Engaging Communities in Ecological Restoration

Engaging Communities in Ecological Restoration

In central London volunteers help to install floating habitat for wildlife. Through planting & launching these Floating Ecosystems they are working to restore and regenerate their local waterway. This project delivered for the London Wildlife Trust transformed the hard brick-lined edge of Regents Canal at Camley St Natural Park into a thriving riparian ecosystem. These types of projects provide incredible engagement opportunities for volunteers, schools, and community groups.

Watch this short video to see amazing before and after images of this project and video of the volunteers in action.

Creating Floating Ecosystems in urban centres allows people to connect with ecological restoration and renaturalisation in a way that they can relate to on an ongoing basis. They can observe the results of their efforts as they flower and mature season after season.

"It was an amazing experience for everyone with a great sense of achievement. The volunteers felt very happy during the project and very proud at the end of it."

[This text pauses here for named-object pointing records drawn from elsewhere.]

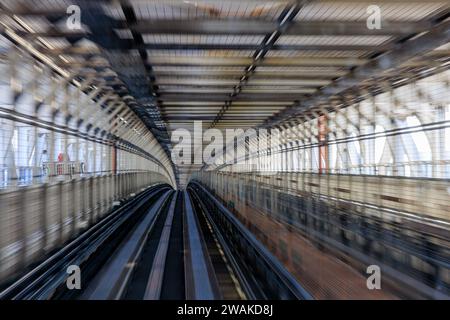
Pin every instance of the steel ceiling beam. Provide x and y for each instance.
(244, 61)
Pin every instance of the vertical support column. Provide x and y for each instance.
(323, 144)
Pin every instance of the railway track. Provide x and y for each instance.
(165, 244)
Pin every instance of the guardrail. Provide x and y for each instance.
(34, 220)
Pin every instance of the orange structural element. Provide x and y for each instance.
(322, 273)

Karolina Leszczynska-Gogol, Senior site and project officer Camley St Natural Park


Camley Street Natural Park is a unique urban nature reserve surrounded by significant new development in a bustling part of central London. The project was planted and installed by dedicated volunteers working together with Biomatrix.

The new Floating Ecosystems incorporate habitat for birds to nest, invertebrates to live, & fish to spawn and shelter from predators. They provide a range of ecosystem functions, including the absorption of excess nutrients from the water, mitigating canal pollution.

This is another exciting example of one of the ways in which London is renaturalising its waterways and becoming a Living Water City.